Tekstur tanah merupakan tingkat kehalusan atau kekasaran suatu tanah.

Tekstur tailing PT ANTAM UBPE Pongkor terdiri dari fraksi pasir sebesar 50,3%, debu sebesar 38,4%, dan liat sebesar 11,3%. Tekstur tailing yang

didominasi pasir ini disebabkan tailing merupakan limbah pertambangan yang berasal dari batuan mineral yang telah mengalami penggerusan sehingga teksturnya akan jauh berbeda dengan tanah pada umumnya. Kondisi tailing yang didominasi oleh fraksi pasir ini memiliki pori-pori yang besar sehingga

tailing memiliki kemampuan yang rendah dalam menyimpan air dan selanjutnya

menyebabkan rendahnya bahan organik dan kapasitas tukar kation dalam tanah (Nurtjahya et al. 2007).

Derajat kemasaman tanah (pH) juga merupakan salah satu faktor tingkat kesuburan tanaman (Lingga 1998). Derajat kemasaman tanah (pH) tailing, yaitu 6,6. Kemasaman tanah ini dipengaruhi oleh adanya proses kimiawi pemisahan emas dari batuan mineral dalam proses pertambangan, namun tailing

ini masih berpotensi untuk digunakan sebagai media tanam tanaman karena tanaman dapat tumbuh baik pada pH 6-7. Unsur P, Ca, dan Mg dapat tersedia dalam jumlah cukup dan unsur hara juga dapat mudah diserap tanaman pada pH tanah yang netral (Departemen Pendidikan dan Kebudayaan 1991).

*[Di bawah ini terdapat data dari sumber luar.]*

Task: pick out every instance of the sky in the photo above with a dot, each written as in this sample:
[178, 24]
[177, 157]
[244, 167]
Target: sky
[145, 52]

Kapasitas Tukar Kation (KTK) suatu tanah adalah suatu kemampuan koloid tanah dalam menjerap dan mempertukarkan kation. Pertukaran kation merupakan suatu proses bolak-balik (reversible) antara kation-kation yang dipertukarkan. Kation-kation tersebut antara lain Ca2+, Mg2+, H+, K+, Na+, NH4+, dan lain-lain. KTK pada tailing yaitu sebesar 7,78 me/100 gr. Nilai KTK ini tergolong sangat rendah karena standar KTK tanah yaitu sekitar 17-25 me/100 gr (Pusat Penelitian Tanah 1983). Rendahnya kadar bahan organik pada tanah merupakan salah satu penyebab rendahnya KTK pada tailing ini. Rendahnya KTK

dapat menyebabkan kation tanah seperti Ca, Mg, K serta kation lainnya yang sangat diperlukan oleh tanaman menjadi mudah tercuci (Pusat Penelitian Tanah dan Agroklimat 1998).

Kandungan C-organik adalah karbon organik yang dapat menyediakan unsur hara yang cukup bagi tanah (Lingga 1998). Kandungan C-organik pada

tailing yaitu sebesar 0,08%. Kandungan C-organik ini tergolong sangat

rendah karena standar kandungan C-organik tanah yaitu sekitar 2-3% (Pusat Penelitian Tanah 1983). Kandungan C-organik kurang dari 1% dapat menyebabkan tanah tidak mampu menyediakan unsur hara yang cukup karena rendahnya C-organik menyebabkan rendahnya kapasitas tukar kation (Bertham 2002). Selain itu unsur hara yang diberikan melalui pupuk tidak mampu dipegang oleh komponen tanah sehingga unsur hara dapat mudah tercuci, agregasi tanah melemah, unsur hara mikro mudah tercuci, dan daya mengikat air menurun. Tanah dengan kandungan C-organik rendah juga dapat menyebabkan kebutuhan pemupukan nitrogen makin meningkat karena efisiensinya yang merosot akibat tingginya tingkat pencucian (Lingga 1998).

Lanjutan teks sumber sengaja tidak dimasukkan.